Almost half of printers 'have increased debt'

Market share among the UK's 200 largest printers has grown 4% since 2006, but nearly half of the companies have increased debts, according to a new study by Plimsoll Publishing.

The report revealed the largest printers now control 72% of the market, compared to 68% two years ago.

However, the study also discovered that while 82 of the 200 companies are showing no sales increases at all, 76 are selling less than they were two years ago.

Nearly half (93) of the companies had increased their debts to hold their place in the market, while 141 printers had failed to increase sales at the same rate as their investment, it claimed.

As a result, the report awarded 70 companies a danger rating due to "their failing business strategy".

David Pattison, senior analyst at Plimsoll, said: "The recent slowdown in the UK economy will only accelerate a long-standing problem in the market."

He added: "Following the last few years, which have been largely profitable, business leaders have been keen to invest heavily and, in turn, have borrowed heavily.
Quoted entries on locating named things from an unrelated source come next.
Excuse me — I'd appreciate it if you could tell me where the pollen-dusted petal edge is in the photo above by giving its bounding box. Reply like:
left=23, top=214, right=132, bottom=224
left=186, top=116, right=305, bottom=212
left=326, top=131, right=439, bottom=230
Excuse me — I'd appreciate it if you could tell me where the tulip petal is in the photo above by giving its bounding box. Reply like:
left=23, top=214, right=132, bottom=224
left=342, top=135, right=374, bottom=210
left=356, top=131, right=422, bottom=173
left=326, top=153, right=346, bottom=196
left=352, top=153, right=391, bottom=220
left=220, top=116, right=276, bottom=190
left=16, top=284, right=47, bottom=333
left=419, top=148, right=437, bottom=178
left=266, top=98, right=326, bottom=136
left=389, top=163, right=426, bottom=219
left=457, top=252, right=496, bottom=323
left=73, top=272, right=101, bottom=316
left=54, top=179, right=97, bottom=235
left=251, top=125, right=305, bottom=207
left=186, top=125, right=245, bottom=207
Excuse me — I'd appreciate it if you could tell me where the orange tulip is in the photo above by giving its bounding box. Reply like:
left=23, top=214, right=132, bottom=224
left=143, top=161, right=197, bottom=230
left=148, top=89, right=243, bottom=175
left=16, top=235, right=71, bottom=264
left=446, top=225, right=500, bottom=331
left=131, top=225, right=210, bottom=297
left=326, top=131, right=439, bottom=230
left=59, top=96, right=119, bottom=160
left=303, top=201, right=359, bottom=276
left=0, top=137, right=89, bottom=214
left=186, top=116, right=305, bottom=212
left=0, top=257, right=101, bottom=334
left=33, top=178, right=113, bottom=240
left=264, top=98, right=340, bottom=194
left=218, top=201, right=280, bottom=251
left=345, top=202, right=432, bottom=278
Yet due to the turbulent economic climate of 2008, they are seeing very little by way of return."

Pattison said those companies awarded a danger rating "needed to have a serious rethink when it comes to their business models".

He warned that jobs and key projects "could be cancelled in an attempt to control the spending – but for some companies it could well be a case of too little, too late".

Marcus Clifford, managing director of BPIF McInnes Corporate, said: "It really reflects the way revenue streams are changing but it's necessary to take into account the strategies that businesses are embarking on to counter these changes."